Judge orders Idaho hospital to sell medical group

The long saga of St. Luke's Health System and Saltzer Medical Group appears to be ending with a court-ordered sale.

U.S. District Judge B. Lynn Winmill has ordered St. Luke's to sell the roughly 40-doctor Saltzer within 12 months through a trustee-brokered transaction, the Idaho Statesman reported. The court has ordered Cain Bros.to find the best price and terms of sale for Saltzer's assets, "subject to St. Luke's absolute and unconditional obligation to divest expeditiously and at no minimum price." Moreover, the buyer should be "the...most likely to maintain Saltzer as a viable, independent, competitive entity" and not necessarily willing to pay the highest price.

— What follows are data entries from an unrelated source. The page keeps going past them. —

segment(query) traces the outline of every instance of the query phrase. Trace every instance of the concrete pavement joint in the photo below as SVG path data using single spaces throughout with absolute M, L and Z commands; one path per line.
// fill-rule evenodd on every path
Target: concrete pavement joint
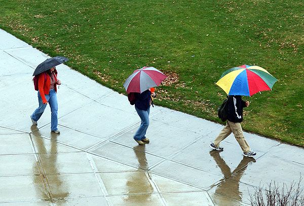
M 14 58 L 15 59 L 17 59 L 18 61 L 20 61 L 20 62 L 21 62 L 22 63 L 26 65 L 27 66 L 29 66 L 30 67 L 32 68 L 32 69 L 34 70 L 35 68 L 34 68 L 33 67 L 32 67 L 32 66 L 31 66 L 30 65 L 29 65 L 28 64 L 27 64 L 26 63 L 21 61 L 20 59 L 18 59 L 18 58 L 15 57 L 15 56 L 13 56 L 12 55 L 11 55 L 11 54 L 10 54 L 9 53 L 7 52 L 6 51 L 4 51 L 4 52 L 7 53 L 7 54 L 9 55 L 10 56 L 11 56 L 12 57 Z

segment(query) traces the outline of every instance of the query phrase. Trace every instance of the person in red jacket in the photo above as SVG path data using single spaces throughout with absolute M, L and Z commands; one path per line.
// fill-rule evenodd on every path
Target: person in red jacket
M 51 130 L 56 133 L 60 133 L 57 128 L 58 106 L 57 99 L 57 85 L 61 84 L 60 80 L 57 79 L 57 72 L 55 66 L 45 72 L 46 73 L 46 79 L 44 73 L 41 73 L 38 77 L 38 102 L 39 107 L 30 116 L 30 119 L 33 124 L 37 124 L 37 121 L 40 119 L 43 114 L 48 102 L 51 108 L 52 113 L 51 118 Z

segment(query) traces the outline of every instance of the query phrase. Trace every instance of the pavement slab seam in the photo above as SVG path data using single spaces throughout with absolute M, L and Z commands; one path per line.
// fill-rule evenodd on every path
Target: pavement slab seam
M 148 171 L 148 172 L 150 173 L 151 173 L 153 174 L 154 174 L 154 175 L 158 175 L 158 176 L 160 176 L 160 177 L 163 177 L 164 178 L 167 178 L 167 179 L 173 180 L 173 181 L 175 181 L 175 182 L 179 182 L 180 183 L 182 183 L 182 184 L 184 184 L 185 185 L 189 185 L 189 186 L 191 186 L 192 187 L 196 187 L 197 188 L 199 189 L 200 190 L 202 190 L 202 191 L 207 191 L 207 190 L 206 189 L 206 188 L 204 188 L 202 187 L 198 186 L 197 185 L 192 185 L 190 183 L 189 183 L 188 182 L 183 181 L 182 180 L 179 180 L 176 179 L 175 178 L 171 178 L 171 177 L 166 177 L 166 176 L 162 175 L 161 175 L 160 174 L 158 174 L 157 172 L 151 171 Z
M 30 134 L 30 135 L 31 135 L 31 134 Z M 36 134 L 31 134 L 31 135 L 36 135 Z M 67 144 L 65 144 L 64 142 L 61 142 L 60 141 L 54 141 L 54 140 L 53 140 L 51 139 L 50 138 L 48 138 L 47 136 L 43 136 L 43 135 L 41 135 L 40 137 L 41 138 L 43 138 L 43 139 L 45 139 L 46 140 L 49 140 L 50 141 L 56 142 L 56 143 L 58 143 L 58 144 L 59 144 L 60 145 L 64 145 L 64 146 L 65 146 L 66 147 L 70 147 L 70 148 L 73 148 L 73 149 L 77 149 L 77 150 L 80 150 L 79 152 L 85 152 L 85 150 L 84 150 L 83 149 L 82 149 L 81 148 L 77 148 L 77 147 L 74 147 L 74 146 L 72 146 L 67 145 Z M 37 152 L 36 151 L 35 152 L 36 154 L 41 154 L 41 153 Z M 56 153 L 66 153 L 66 152 L 56 152 Z M 49 153 L 52 153 L 52 152 L 49 152 Z
M 27 49 L 28 49 L 28 48 L 27 48 Z M 12 50 L 10 50 L 10 51 L 12 51 Z M 22 61 L 20 60 L 19 59 L 18 59 L 18 58 L 16 58 L 16 57 L 15 57 L 15 56 L 13 56 L 12 55 L 11 55 L 11 54 L 10 54 L 9 53 L 8 53 L 8 52 L 7 52 L 7 51 L 4 51 L 4 52 L 5 52 L 5 53 L 6 53 L 7 54 L 8 54 L 8 55 L 9 55 L 10 56 L 11 56 L 12 57 L 14 58 L 14 59 L 17 59 L 17 60 L 18 60 L 18 61 L 20 61 L 20 62 L 22 63 L 23 64 L 24 64 L 26 65 L 27 66 L 29 66 L 30 67 L 31 67 L 31 68 L 33 68 L 33 70 L 34 70 L 34 69 L 35 69 L 35 68 L 33 67 L 32 67 L 32 66 L 31 66 L 30 65 L 29 65 L 29 64 L 27 64 L 26 63 L 23 62 Z
M 94 160 L 92 159 L 92 157 L 90 156 L 90 155 L 89 155 L 88 153 L 87 153 L 87 156 L 88 157 L 88 159 L 89 159 L 89 161 L 90 161 L 91 166 L 92 167 L 92 168 L 93 169 L 93 170 L 94 171 L 94 175 L 97 180 L 97 182 L 98 183 L 98 184 L 99 185 L 100 189 L 101 190 L 101 191 L 102 191 L 102 193 L 103 194 L 104 196 L 106 196 L 107 195 L 108 195 L 108 194 L 106 190 L 105 186 L 104 185 L 104 184 L 103 183 L 103 181 L 102 181 L 102 179 L 101 179 L 101 177 L 100 177 L 100 175 L 98 175 L 98 173 L 97 173 L 97 171 L 98 171 L 98 169 L 95 163 L 95 162 L 94 162 Z M 110 205 L 109 200 L 107 199 L 107 198 L 106 198 L 105 199 L 106 199 L 107 204 L 108 205 Z
M 68 88 L 68 89 L 70 89 L 71 90 L 72 90 L 72 91 L 74 91 L 74 92 L 75 92 L 75 93 L 78 93 L 78 94 L 81 94 L 81 95 L 83 95 L 83 96 L 85 96 L 86 97 L 87 97 L 87 98 L 89 98 L 89 99 L 90 99 L 92 100 L 92 101 L 95 101 L 95 102 L 96 102 L 96 103 L 98 103 L 98 104 L 100 104 L 100 103 L 99 103 L 99 102 L 98 102 L 98 101 L 97 101 L 97 100 L 98 99 L 99 99 L 100 98 L 104 98 L 104 97 L 106 97 L 106 96 L 108 96 L 108 95 L 110 95 L 111 94 L 112 94 L 112 93 L 114 93 L 114 91 L 108 91 L 108 92 L 107 92 L 107 93 L 106 93 L 105 94 L 103 94 L 103 95 L 102 95 L 101 97 L 97 97 L 96 99 L 93 99 L 93 98 L 91 98 L 91 97 L 89 97 L 89 96 L 88 96 L 86 95 L 86 94 L 83 94 L 83 93 L 81 93 L 81 92 L 79 91 L 78 90 L 75 90 L 75 89 L 73 89 L 72 87 L 70 87 L 70 86 L 67 86 L 67 85 L 65 85 L 65 84 L 64 84 L 64 83 L 63 83 L 63 84 L 62 84 L 62 85 L 64 85 L 64 86 L 66 86 L 67 88 Z M 105 106 L 105 105 L 104 105 L 104 106 Z
M 15 51 L 15 50 L 20 50 L 22 49 L 32 49 L 33 47 L 16 47 L 14 48 L 13 49 L 3 49 L 3 50 L 0 50 L 0 52 L 6 52 L 6 51 Z
M 8 129 L 11 130 L 13 130 L 13 131 L 17 131 L 18 132 L 17 133 L 13 133 L 13 134 L 20 134 L 20 133 L 28 133 L 28 132 L 26 131 L 24 131 L 21 129 L 16 129 L 12 127 L 7 127 L 7 126 L 0 126 L 0 127 L 2 128 L 4 128 L 6 129 Z M 7 133 L 7 134 L 11 134 L 12 133 Z

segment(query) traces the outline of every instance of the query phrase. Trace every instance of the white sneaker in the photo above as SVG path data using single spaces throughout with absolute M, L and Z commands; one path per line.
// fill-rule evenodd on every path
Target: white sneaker
M 34 121 L 34 120 L 31 118 L 31 115 L 29 116 L 30 117 L 30 120 L 32 121 L 33 124 L 37 124 L 37 122 Z
M 57 130 L 52 130 L 52 131 L 56 133 L 56 134 L 59 134 L 60 133 L 60 131 L 58 130 L 58 129 Z
M 256 153 L 255 152 L 253 152 L 253 151 L 250 151 L 249 152 L 247 152 L 247 153 L 245 153 L 245 152 L 244 152 L 244 156 L 246 156 L 246 157 L 252 157 L 256 154 Z

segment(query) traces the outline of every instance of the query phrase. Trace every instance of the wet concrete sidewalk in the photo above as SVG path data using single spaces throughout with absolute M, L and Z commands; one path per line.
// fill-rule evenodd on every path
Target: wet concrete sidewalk
M 63 64 L 60 134 L 49 106 L 32 125 L 32 74 L 48 57 L 2 30 L 0 40 L 0 205 L 248 205 L 260 184 L 299 179 L 302 148 L 245 133 L 255 159 L 232 135 L 211 151 L 222 125 L 160 107 L 139 146 L 127 97 Z

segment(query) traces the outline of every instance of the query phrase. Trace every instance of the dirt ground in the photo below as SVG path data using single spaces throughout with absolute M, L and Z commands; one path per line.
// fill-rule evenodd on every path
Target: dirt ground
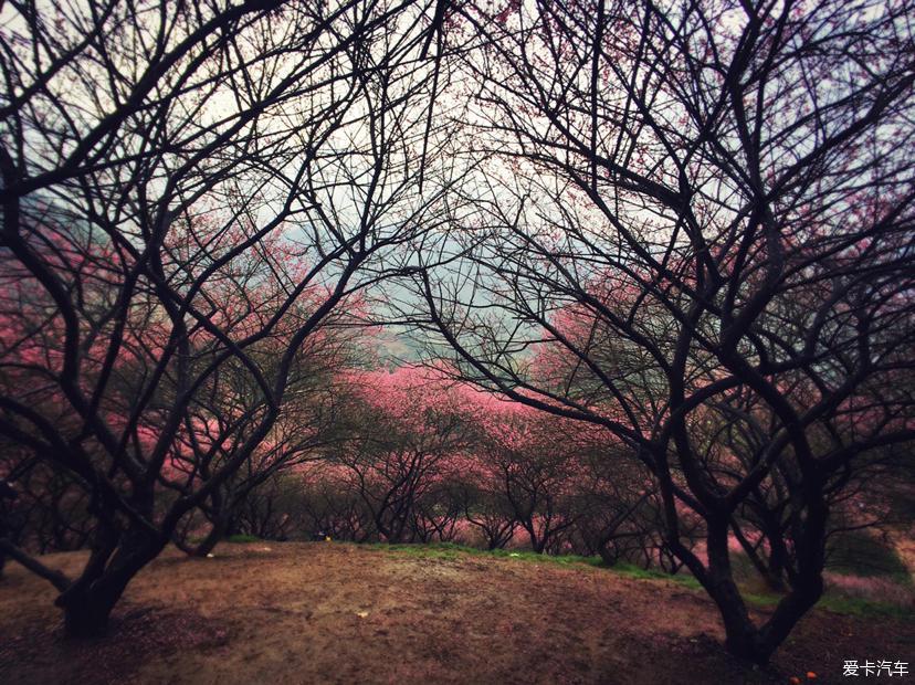
M 73 572 L 83 559 L 44 561 Z M 817 610 L 759 671 L 728 657 L 714 607 L 676 583 L 336 542 L 169 550 L 97 641 L 63 639 L 54 597 L 8 566 L 0 683 L 849 683 L 844 660 L 915 667 L 901 621 Z

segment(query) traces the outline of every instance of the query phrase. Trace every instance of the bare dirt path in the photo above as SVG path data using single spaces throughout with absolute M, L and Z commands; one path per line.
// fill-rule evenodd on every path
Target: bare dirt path
M 45 562 L 72 570 L 82 558 Z M 787 683 L 808 671 L 848 683 L 846 658 L 915 656 L 908 624 L 818 610 L 755 671 L 724 653 L 711 602 L 676 583 L 344 544 L 170 550 L 98 641 L 63 640 L 53 599 L 8 567 L 0 683 Z

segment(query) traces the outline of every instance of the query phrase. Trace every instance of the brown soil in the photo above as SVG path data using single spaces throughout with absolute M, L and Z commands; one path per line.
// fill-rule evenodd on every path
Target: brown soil
M 84 559 L 44 561 L 72 573 Z M 724 652 L 712 603 L 676 583 L 345 544 L 169 550 L 97 641 L 63 637 L 54 596 L 8 567 L 0 683 L 848 683 L 848 658 L 915 666 L 911 625 L 890 619 L 817 610 L 759 671 Z

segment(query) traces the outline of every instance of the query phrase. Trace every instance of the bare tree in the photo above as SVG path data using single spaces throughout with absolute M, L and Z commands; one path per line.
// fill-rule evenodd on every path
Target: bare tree
M 465 377 L 628 445 L 728 650 L 758 663 L 821 597 L 834 493 L 915 438 L 912 11 L 465 4 L 453 30 L 478 36 L 460 56 L 488 157 L 465 191 L 488 200 L 417 276 L 418 325 Z M 709 442 L 714 417 L 751 450 Z M 780 484 L 792 570 L 756 625 L 728 537 Z

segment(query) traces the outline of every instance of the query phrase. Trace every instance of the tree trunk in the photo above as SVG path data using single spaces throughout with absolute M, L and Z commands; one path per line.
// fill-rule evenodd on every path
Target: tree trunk
M 94 550 L 95 558 L 90 560 L 83 576 L 55 601 L 63 609 L 67 636 L 83 639 L 104 635 L 112 610 L 127 583 L 164 547 L 165 542 L 149 531 L 132 528 L 119 537 L 116 548 L 108 547 L 106 550 L 99 547 Z M 114 549 L 114 555 L 111 555 L 111 549 Z M 107 561 L 108 557 L 111 561 Z

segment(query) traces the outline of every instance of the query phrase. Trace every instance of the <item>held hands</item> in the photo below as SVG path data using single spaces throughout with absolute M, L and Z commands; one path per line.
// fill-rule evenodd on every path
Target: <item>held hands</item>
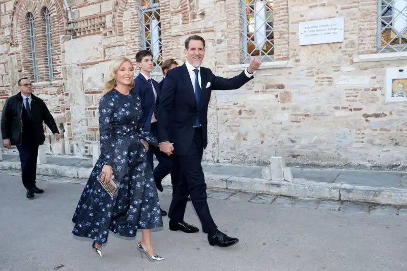
M 11 147 L 11 142 L 10 142 L 10 139 L 3 139 L 3 144 L 4 146 L 7 148 L 10 148 Z
M 250 63 L 247 68 L 247 71 L 250 73 L 253 73 L 254 71 L 260 67 L 261 65 L 261 61 L 255 56 L 252 56 L 250 58 Z
M 147 143 L 147 142 L 146 141 L 146 140 L 143 140 L 143 139 L 141 139 L 140 141 L 141 141 L 141 143 L 143 143 L 143 145 L 144 145 L 144 147 L 146 148 L 146 152 L 148 152 L 149 151 L 149 143 Z
M 164 142 L 160 143 L 158 144 L 158 146 L 160 147 L 160 150 L 169 156 L 172 154 L 172 150 L 174 150 L 174 147 L 172 145 L 173 144 L 172 143 Z
M 111 166 L 104 166 L 103 168 L 102 169 L 102 182 L 109 183 L 112 175 L 113 169 L 112 169 Z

The order of a sale comes after the U.S. Justice Department intervened once St. Luke's finalized the acquisition in late 2012 and declared that the deal was anti-competitive. Winmill ordered the divestment early last year. He noted in his ruling that while St. Luke's needed to improve its healthcare delivery system, the Saltzer purchase would have given it a virtual monopoly over primary care services in Canyon County and likely would have led to increased prices.

St. Luke's appealed the verdict, and Winmill allowed the acquisition to remain in place during the appeals process. However, its argument that the merger would allow the hospital to lower prices and provide efficiencies did not prevail. The U.S. 9th Circuit Court of Appeals rejected its arguments, siding not only with the Justice Department but the U.S. Federal Trade Commission, the Idaho attorney general and the St. Luke's competitors--St. Alphonsus Health System and Treasure Valley Hospital.

Earlier this year, St. Luke's was accused by regulators of dragging its feet on the divestment order. Overall, the failed merger may have cost St. Luke's as much as $40 million, as well as bitterly dividing employees and management of both entities over the value of the deal in the first place. Several of Saltzer's top surgeons also left the organization after the deal went through, cutting the medical group's annual revenues by as much as half.